Slog in tehnika srednjeveškega stenskega slikarstva na Slovenskem
Keywords:
mural painting, Middle Ages, Slovenia, execution technique, interdisciplinary researchSynopsis
Scientific analytical methods are becoming increasingly more important for a truly comprehensive understanding and better-grounded interpretation of the works of visual arts. Art historians, restorers, chemists and physicists have been more and more frequently joining their efforts in order to fully apprehend a given monument not only in terms of its artistic form but also in terms of its material structure and execution technique. In Slovenia such interdisciplinary research is, however, still in its early stages. One case in point is the study of mediaeval wall painting, which has been, by and large, narrowly focusing on stylistic classification, on resolving open questions of iconography and on establishing closer ties between particular mural cycles (and hence, at least implicitly, personal contacts between individual painters) by the traditional means of formal analysis.
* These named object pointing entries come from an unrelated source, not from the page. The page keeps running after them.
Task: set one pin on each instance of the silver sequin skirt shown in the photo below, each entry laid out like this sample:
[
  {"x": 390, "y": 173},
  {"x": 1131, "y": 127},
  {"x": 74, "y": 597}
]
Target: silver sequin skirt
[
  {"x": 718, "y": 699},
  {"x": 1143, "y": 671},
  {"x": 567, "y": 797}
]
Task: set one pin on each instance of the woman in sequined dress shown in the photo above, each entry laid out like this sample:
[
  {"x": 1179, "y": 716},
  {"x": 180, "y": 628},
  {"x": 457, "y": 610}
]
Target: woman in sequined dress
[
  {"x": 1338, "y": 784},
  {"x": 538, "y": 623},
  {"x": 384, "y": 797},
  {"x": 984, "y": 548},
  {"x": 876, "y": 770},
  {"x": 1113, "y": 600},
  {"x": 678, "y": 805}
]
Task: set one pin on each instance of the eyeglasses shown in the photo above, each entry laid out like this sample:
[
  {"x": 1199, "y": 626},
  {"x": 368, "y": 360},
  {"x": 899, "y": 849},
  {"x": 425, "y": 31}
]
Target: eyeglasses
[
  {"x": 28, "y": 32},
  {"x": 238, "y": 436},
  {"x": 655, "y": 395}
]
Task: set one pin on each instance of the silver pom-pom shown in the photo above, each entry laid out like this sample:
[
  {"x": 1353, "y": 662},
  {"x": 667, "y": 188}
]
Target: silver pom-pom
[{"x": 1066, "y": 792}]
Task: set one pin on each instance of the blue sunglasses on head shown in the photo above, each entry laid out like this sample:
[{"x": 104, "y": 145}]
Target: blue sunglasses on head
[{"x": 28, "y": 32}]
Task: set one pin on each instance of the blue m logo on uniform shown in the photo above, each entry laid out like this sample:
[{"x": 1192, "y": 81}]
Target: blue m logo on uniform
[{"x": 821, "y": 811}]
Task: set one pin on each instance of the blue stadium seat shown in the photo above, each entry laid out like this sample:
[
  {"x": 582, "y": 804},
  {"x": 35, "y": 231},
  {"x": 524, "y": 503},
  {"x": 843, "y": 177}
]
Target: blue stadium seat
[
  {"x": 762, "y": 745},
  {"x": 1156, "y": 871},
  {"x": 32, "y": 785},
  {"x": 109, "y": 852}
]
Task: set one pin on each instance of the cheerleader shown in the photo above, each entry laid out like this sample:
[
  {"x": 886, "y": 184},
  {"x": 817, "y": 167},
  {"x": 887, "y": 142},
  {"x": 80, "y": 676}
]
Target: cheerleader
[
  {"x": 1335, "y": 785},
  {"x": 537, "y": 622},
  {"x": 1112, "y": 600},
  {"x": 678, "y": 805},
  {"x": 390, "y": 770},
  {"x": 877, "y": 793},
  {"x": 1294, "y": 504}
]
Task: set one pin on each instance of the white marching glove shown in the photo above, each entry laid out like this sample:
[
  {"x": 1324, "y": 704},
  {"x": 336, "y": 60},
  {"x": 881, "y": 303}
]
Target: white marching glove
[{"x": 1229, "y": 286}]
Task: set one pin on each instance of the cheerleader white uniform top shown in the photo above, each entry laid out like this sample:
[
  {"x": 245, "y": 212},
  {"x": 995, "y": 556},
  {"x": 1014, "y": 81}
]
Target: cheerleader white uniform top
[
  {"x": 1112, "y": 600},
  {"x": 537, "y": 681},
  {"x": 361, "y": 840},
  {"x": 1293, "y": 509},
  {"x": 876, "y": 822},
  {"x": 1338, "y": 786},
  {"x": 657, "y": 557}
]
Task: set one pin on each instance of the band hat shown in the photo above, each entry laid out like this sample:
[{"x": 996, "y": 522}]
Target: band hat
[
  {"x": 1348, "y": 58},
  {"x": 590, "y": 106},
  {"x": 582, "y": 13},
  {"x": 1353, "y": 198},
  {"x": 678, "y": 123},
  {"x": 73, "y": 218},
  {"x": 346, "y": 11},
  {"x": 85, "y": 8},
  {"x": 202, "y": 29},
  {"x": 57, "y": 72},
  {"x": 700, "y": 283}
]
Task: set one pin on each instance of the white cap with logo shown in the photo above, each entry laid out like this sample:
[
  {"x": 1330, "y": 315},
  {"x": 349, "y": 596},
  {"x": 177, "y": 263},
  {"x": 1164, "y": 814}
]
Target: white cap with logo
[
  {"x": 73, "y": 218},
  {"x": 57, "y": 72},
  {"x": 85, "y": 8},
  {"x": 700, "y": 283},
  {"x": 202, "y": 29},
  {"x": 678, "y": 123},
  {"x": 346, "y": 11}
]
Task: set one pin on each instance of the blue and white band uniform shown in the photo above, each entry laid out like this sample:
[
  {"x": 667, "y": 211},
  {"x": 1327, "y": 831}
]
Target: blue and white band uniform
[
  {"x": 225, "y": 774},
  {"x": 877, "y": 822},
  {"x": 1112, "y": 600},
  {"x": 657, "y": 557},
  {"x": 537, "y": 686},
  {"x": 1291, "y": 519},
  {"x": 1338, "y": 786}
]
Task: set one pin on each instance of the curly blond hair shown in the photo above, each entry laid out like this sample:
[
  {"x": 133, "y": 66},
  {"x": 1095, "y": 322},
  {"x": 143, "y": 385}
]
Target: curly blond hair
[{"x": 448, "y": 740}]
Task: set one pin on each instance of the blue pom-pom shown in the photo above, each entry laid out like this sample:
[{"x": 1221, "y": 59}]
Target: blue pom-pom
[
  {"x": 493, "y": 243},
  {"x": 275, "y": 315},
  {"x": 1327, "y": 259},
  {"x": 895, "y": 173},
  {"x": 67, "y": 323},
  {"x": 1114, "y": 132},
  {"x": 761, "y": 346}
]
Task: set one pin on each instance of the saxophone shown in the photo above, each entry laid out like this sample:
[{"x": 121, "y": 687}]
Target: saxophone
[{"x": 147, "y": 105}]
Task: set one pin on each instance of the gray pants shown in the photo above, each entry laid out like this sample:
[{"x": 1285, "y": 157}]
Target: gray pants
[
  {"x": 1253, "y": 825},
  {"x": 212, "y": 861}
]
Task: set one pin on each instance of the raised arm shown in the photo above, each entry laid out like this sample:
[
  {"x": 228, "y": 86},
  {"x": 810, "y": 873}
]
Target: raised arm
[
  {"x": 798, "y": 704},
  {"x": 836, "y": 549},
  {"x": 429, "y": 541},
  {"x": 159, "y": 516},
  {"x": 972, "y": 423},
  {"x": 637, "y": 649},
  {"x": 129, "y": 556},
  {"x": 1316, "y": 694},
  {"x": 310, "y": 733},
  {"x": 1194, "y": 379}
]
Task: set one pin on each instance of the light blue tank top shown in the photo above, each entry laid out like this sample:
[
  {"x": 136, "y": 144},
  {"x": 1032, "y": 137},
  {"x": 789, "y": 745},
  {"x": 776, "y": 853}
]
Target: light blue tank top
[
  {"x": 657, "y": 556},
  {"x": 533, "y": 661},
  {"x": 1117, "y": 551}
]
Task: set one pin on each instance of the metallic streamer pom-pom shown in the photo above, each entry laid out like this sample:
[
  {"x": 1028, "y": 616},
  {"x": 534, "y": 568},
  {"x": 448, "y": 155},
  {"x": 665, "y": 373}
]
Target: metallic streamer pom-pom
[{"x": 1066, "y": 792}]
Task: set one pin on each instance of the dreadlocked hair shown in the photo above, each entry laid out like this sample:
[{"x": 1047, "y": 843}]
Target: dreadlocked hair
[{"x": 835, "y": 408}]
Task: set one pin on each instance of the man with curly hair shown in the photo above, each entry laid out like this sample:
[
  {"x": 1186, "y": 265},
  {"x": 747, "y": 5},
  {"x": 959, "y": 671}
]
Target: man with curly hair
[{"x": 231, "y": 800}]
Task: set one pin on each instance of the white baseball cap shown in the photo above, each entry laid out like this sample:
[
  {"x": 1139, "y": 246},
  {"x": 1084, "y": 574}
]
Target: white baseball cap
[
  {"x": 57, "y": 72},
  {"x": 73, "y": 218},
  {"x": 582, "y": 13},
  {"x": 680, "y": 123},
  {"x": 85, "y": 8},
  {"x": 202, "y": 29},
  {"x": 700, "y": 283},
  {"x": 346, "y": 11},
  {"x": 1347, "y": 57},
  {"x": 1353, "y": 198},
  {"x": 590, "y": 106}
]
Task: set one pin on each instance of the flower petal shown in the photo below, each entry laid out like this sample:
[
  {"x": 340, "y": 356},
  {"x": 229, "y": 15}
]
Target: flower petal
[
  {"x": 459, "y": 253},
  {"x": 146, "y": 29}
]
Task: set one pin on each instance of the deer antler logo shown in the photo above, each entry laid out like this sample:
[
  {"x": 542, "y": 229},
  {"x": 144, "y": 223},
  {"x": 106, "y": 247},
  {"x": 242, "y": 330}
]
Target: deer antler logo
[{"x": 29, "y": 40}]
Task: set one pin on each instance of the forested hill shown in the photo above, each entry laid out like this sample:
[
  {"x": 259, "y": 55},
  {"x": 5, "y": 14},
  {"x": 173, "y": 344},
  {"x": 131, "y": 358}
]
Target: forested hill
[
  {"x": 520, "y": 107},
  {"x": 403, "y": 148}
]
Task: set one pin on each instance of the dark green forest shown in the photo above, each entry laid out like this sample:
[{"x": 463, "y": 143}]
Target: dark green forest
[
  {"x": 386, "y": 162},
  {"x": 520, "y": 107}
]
With the exception of a few specialists, mostly restorers, little attention has hitherto been paid to the actual techniques of execution. The present book focuses primarily on the latter aspect.
Given the astonishingly large number of wall-painting cycles surviving on the territory of the present-day Slovenia, only some of the most telling examples, encompassing the time span between the end of the 13th and the end of the 15th centuries, have been chosen for closer analysis.